Photo 13/18   |   Parked Trailers
Parked trailers can serve as a repository for other equipment that is functional but no longer aesthetically appropriate for home use. Here, we see multiple generations of barbecue grills relegated to desert camping.
Photo 14/18   |   1978 Winnebago Brave Onboard Propane Tanks
Filling onboard propane tanks within an RV can be troublesome if the said RV is no longer mobile. Removing a large on-board tank and replacing it with a smaller twin BBQ-style tank system is the way to go. They can be detached easily and refilled at any propane-dispensing station.
Photo 15/18   |   1978 Winnebago Brave Pop Out
Factory pop out a little tired? No problem. If your eyes are sharp here, you may notice the pop out is supported by a jack-stand. Because roadworthiness is no longer a factor, quick fixes that wouldn’t be safe to tow become okay.

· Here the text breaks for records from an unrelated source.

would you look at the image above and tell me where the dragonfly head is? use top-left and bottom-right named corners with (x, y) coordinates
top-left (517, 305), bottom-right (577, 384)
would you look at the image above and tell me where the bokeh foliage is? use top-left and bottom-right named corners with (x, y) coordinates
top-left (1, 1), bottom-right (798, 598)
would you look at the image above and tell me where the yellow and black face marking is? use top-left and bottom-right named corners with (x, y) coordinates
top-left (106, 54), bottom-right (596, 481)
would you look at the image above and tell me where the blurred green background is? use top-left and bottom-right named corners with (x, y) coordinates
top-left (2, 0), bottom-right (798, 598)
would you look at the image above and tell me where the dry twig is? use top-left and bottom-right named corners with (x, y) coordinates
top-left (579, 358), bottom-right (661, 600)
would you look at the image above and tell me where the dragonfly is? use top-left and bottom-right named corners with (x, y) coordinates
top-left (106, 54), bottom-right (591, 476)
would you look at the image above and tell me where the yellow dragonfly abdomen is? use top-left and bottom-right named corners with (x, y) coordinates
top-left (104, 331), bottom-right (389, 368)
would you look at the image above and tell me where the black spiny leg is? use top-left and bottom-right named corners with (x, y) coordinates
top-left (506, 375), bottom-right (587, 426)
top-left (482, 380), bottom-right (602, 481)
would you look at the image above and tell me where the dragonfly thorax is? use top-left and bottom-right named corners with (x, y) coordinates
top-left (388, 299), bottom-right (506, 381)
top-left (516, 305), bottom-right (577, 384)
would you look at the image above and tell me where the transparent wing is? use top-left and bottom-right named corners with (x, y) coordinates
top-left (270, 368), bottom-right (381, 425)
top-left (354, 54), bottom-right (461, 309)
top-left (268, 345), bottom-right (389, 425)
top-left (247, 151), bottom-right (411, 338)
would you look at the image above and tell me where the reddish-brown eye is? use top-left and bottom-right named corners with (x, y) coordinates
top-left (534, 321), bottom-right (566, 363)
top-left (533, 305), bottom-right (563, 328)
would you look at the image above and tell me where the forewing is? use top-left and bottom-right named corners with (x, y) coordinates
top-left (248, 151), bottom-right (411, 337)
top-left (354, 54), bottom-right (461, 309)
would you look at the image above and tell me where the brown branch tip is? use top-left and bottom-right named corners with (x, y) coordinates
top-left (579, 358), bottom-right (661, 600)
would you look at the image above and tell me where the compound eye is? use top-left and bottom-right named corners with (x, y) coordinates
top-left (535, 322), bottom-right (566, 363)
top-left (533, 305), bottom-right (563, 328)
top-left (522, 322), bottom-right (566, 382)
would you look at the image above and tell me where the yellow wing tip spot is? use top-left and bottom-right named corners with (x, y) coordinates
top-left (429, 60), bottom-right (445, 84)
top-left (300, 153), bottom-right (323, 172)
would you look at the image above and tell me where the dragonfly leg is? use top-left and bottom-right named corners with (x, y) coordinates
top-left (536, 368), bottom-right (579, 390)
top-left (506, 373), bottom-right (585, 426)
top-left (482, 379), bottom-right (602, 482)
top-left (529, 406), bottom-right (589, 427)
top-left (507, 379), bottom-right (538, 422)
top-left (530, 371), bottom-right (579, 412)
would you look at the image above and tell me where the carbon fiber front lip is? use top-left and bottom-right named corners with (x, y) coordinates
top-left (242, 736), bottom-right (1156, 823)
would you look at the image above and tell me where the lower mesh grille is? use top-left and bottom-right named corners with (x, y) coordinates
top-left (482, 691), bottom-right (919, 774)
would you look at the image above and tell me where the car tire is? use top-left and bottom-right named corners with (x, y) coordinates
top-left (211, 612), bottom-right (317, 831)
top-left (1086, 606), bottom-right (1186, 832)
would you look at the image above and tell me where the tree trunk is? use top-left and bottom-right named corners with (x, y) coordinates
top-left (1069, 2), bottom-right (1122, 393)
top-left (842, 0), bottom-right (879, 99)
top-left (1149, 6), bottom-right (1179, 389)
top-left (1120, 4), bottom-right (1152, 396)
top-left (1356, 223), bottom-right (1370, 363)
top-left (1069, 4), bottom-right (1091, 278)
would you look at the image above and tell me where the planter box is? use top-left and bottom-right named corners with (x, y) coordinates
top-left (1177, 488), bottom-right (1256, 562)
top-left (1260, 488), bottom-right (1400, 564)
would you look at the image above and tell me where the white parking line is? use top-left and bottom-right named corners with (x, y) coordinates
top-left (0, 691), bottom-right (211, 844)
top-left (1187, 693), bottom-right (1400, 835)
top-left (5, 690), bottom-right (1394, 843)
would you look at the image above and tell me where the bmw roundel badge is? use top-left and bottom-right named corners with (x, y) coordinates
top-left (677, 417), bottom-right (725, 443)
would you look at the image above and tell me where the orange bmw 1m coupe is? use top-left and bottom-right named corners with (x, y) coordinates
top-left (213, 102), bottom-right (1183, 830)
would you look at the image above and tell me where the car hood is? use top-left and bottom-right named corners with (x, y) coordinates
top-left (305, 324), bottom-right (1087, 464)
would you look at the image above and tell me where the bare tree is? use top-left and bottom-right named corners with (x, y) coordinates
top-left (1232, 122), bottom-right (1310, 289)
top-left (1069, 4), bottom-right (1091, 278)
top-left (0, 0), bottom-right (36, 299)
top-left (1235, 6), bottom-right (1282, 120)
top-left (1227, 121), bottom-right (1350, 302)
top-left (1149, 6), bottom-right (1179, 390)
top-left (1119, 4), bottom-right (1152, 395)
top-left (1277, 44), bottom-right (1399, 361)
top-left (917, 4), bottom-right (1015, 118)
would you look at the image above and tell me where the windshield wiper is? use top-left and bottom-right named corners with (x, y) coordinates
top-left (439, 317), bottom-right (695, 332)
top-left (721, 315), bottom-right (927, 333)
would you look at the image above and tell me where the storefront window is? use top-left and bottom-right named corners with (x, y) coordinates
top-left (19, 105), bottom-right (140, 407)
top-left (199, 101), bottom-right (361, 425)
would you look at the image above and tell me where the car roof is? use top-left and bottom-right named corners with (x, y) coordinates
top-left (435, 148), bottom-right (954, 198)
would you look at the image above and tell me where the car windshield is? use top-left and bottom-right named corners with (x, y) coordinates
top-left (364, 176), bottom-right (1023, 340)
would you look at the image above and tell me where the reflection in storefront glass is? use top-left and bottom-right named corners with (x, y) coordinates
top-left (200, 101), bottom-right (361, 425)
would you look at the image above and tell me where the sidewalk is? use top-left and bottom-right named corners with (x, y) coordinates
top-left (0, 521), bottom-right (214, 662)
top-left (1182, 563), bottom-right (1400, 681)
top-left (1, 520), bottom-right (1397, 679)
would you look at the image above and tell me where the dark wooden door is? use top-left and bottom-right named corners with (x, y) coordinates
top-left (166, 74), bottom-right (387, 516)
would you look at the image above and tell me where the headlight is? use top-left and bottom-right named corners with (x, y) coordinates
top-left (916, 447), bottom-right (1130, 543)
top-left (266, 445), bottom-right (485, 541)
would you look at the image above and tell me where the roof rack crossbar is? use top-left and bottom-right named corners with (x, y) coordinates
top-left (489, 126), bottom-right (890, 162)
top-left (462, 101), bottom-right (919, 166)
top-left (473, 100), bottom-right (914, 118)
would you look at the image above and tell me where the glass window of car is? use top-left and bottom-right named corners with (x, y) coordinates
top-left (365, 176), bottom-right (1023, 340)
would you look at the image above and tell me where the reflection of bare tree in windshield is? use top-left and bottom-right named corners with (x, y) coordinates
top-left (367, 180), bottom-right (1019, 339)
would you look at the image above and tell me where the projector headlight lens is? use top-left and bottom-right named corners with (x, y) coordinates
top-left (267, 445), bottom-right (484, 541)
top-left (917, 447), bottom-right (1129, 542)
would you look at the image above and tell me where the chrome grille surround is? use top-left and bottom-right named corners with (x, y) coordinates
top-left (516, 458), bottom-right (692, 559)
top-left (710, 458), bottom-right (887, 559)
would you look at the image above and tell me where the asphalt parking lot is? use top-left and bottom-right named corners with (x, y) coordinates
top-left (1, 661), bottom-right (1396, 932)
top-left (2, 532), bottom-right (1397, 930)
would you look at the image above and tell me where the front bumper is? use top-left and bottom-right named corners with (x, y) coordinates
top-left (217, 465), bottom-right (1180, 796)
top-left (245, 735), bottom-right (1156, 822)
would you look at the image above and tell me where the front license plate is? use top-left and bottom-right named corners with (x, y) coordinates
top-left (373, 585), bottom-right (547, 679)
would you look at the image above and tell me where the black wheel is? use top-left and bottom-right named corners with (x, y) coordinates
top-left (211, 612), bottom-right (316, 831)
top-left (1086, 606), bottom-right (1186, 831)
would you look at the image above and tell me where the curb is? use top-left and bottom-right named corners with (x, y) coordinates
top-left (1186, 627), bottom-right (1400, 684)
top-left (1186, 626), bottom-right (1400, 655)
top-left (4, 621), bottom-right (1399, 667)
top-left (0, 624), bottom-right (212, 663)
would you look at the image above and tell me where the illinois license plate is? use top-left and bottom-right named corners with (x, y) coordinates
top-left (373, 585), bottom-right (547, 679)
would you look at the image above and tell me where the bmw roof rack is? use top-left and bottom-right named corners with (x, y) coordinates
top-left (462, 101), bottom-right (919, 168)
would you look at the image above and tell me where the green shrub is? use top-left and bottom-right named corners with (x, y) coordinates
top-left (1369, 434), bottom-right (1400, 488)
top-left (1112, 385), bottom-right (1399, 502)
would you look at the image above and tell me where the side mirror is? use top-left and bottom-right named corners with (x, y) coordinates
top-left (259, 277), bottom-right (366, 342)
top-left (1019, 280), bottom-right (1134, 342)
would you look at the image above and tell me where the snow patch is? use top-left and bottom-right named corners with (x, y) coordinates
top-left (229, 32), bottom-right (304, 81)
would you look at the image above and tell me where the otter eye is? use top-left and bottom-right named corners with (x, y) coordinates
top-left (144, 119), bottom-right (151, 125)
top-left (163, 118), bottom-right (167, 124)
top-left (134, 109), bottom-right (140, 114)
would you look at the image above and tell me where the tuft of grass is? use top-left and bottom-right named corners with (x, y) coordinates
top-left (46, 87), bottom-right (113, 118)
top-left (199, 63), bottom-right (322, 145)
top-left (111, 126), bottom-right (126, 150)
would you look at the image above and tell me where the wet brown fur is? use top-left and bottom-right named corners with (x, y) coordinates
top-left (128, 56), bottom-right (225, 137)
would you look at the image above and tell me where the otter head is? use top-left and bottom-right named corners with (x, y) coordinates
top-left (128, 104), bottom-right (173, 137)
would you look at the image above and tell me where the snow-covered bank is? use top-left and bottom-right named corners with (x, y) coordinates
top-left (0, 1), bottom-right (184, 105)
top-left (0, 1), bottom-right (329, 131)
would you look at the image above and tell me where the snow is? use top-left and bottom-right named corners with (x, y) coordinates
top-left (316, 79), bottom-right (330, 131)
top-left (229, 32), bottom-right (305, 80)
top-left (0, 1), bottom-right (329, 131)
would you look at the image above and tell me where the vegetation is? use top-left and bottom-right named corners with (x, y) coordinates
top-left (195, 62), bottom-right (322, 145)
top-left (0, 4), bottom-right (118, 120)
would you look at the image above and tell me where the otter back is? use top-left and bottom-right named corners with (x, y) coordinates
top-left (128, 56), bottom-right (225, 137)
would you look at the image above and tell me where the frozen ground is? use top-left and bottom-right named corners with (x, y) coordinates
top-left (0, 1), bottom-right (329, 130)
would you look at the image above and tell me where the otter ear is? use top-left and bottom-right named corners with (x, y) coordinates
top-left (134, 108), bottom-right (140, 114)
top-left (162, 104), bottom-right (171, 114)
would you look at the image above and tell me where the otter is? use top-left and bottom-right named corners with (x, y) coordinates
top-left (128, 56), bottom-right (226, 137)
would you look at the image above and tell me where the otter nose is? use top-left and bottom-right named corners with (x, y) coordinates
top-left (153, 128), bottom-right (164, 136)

Photo 16/18   |   Pickup Truck Bed
One big advantage of a permanently parked RV at a campsite is only certain necessities need to be transported in and out. No longer needing to use his truck bed to haul sleeping bags, tables, and other camping supplies, this truck owner was free to use his bed to haul out a supply of bottles to be recycled.
Photo 17/18   |   1978 Winnebago Brave Covered Wheels
In the desert, utility trumps looking respectable. Wood tire covers and grates laid down in dirt serve as permanent fixtures.
Photo 18/18   |   1978 Winnebago Brave Side View
As we departed our desert campsite for the last time this season, we secured the Winnebago for several months of storage. We sealed gaps between windows with tape in an attempt to keep excessive dust from entering the RV. As of this writing, we are halfway through the summer off-season and are looking forward to visiting the Brave as soon as temperatures start to cool.